WILLIAMS, Tony LIFETIME – Emergency!
L’album « Emergency! » de Tony Williams est au jazz fusion ce que « The psychedelic sounds of » des Thirteenth Floor Elevators a été au rock psychédélique ou ce que « In the court of the Crimson King » de King Crimson a été au rock progressif : l’œuvre initiatrice, la première marche vers un long chemin, le point de départ d’un genre. Cette œuvre, bien qu’imparfaite, a acquis une réputation légendaire dans le milieu jazz-rock par l’audace de son style, le pedigree de ses musiciens et la vision prophétique qu’en a eu la presse.

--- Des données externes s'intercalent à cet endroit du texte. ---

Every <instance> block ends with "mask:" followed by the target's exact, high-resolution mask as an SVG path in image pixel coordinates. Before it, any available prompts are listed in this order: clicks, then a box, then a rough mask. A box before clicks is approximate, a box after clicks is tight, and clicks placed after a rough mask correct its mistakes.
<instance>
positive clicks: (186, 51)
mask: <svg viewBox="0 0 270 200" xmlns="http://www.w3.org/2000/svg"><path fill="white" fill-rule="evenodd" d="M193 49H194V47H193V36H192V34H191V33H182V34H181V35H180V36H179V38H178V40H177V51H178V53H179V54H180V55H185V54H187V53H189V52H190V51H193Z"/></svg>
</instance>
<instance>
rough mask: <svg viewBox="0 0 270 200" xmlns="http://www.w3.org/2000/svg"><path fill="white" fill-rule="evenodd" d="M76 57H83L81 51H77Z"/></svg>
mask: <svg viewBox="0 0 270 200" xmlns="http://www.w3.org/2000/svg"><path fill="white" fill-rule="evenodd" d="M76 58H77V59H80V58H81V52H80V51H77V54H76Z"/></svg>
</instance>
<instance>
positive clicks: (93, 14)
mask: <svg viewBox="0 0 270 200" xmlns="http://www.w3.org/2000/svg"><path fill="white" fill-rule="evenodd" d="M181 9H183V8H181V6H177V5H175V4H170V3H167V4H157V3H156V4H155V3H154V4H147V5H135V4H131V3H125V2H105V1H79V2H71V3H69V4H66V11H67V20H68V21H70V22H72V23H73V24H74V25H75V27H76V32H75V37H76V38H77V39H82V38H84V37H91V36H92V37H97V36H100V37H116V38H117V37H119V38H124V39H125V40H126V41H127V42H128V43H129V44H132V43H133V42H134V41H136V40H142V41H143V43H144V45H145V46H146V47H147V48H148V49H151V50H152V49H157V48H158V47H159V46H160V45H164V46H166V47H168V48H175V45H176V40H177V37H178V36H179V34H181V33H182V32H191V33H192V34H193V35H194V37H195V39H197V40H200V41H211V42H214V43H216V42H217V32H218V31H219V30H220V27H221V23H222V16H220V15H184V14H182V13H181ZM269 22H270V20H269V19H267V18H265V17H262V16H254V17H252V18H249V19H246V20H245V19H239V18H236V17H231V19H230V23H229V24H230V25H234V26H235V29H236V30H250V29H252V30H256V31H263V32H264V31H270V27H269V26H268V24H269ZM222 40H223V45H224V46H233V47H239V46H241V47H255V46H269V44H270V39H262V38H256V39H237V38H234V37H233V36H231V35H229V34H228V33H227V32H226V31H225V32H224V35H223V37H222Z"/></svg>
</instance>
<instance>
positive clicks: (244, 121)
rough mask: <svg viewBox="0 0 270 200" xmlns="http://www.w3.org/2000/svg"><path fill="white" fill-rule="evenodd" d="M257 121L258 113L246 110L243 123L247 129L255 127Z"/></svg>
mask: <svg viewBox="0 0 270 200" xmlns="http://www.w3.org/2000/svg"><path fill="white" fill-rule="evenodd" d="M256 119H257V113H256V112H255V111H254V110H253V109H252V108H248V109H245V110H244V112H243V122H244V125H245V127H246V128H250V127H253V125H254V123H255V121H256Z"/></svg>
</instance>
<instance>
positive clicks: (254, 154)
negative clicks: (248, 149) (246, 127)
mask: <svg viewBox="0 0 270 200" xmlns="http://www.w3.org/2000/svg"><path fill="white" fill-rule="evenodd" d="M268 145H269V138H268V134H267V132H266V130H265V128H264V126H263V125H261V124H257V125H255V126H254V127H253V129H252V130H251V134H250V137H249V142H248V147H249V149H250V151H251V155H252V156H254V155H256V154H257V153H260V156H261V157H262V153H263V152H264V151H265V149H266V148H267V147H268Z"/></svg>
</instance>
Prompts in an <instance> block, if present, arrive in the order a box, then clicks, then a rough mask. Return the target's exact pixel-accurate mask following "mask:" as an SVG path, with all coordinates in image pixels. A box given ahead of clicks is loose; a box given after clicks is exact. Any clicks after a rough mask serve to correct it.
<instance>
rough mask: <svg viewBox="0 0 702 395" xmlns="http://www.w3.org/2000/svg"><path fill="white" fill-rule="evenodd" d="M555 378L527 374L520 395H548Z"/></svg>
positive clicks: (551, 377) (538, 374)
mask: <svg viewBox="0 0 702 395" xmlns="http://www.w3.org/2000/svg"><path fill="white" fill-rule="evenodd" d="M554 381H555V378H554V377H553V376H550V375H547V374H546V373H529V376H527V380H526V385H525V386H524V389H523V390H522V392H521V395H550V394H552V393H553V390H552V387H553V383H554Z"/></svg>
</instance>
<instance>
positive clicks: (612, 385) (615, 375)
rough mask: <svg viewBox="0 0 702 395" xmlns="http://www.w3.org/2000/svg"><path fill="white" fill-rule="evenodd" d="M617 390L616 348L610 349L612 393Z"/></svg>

Tout se passe en février 1969. À l’époque, un tout jeune guitariste inconnu, mais plein de promesses, appelé John McLaughlin enregistre les morceaux de son premier album solo, « Extrapolation ». Il a également jammé avec d’autres musiciens et cette session a fini sur une cassette écoutée par hasard par le batteur du grand Miles Davis, Tony Williams. Ce dernier appelle McLaughlin à New York afin qu’il participe à l’enregistrement du nouvel album de Miles Davis, « In a silent way ». Ayant refusé de faire partie (à plein temps) du groupe de Miles Davis, McLaughlin accepte néanmoins de jouer dans le groupe Lifetime qui vient d’être fondé par Tony Williams. Williams en profite pour engager un autre musicien de Miles Davis, l’organiste Larry Young.
Dans le monde du jazz-rock, ces gens-là sont des épées, des cadors. Autant dire que l’association de ces trois génies du genre va donner l’un des albums les plus fascinants de l’histoire du jazz-rock et particulièrement du jazz fusion. Tony Williams et ses acolytes parcourent ici des chemins jusqu’alors inexplorés. On est en 1969 et la scène rock vibre alors au son du rock psychédélique et du rock progressif débutant. Le jazz, quant à lui, est dominé par des maîtres comme Miles Davis et il vient de perdre un de ses plus grands magiciens, John Coltrane. L’époque est à l’aventure, la réécriture, le défrichement de nouvelles voies et l’association du jazz et du rock. Sur cette croisée des chemins, l’album « Emergency! » du Tony Williams Lifetime va se poser en pierre angulaire, en pivot originel.
« Emergency! » brille par la virtuosité de tous les instruments et c’est surtout John McLaughlin qui épate avec ses solos rapides et alambiqués, son toucher nerveux et son sens de l’improvisation. Larry Young, réputé pour sa maîtrise surhumaine de l’orgue Hammond B3, englue les structures instrumentales de lignes mélodiques sinueuses et de courtes frappes qui imbibent les morceaux de petits nuages d’orgue. Derrière, Tony Williams insuffle une rythmique de titan, polymorphe, active sur toutes sortes de tempos, à la récupération de chaque rupture provoquée par la guitare et l’orgue. L’un des sommets de cette alchimie effarante est le morceau « Spectrum », qui figurera plus tard sur le premier album du Mahavishnu Orchestra fondé par McLaughlin.
L’album « Emergency! » est enregistré aux Olmstead Sound Studios de New York et sort en mai 1969 sur le label Polydor. C’est un double album composé de huit titres relativement longs en moyenne et qui souffre malheureusement de deux défauts : une production assez brouillonne que même les rééditions et remastérisations successives n’ont jamais vraiment pu corriger, et un chant assez fade de la part de Tony Williams, qui n’intervient heureusement que sur deux morceaux. Mais quand on en revient à la musique pure, on reste hébété devant la performance sidérante des trois musiciens. Dans la presse écrite, il y en a un qui a tout compris sur ce groupe. C’est le légendaire Lester Bangs, référence ultime pour tous les critiques rock, qui écrit dans les pages du magazine Rolling Stone ces lignes prophétiques : « Il y a une nouvelle musique naissante qui perturbe toutes les classifications scolaires ou sémantiques et dont les passions seules sont suffisantes pour forger son identité. On la trouve dans les travaux de Miles Davis, de Captain Beefheart, de Don Cherry et du Velvet Underground. Plus que n’importe qui d’autre dans cette bande, Williams et ses associés se tiennent à la lisière de cette musique ». On ne pouvait espérer plus bel éloge de la part de celui qui a donné ses lettres de noblesse au métier de rock critic.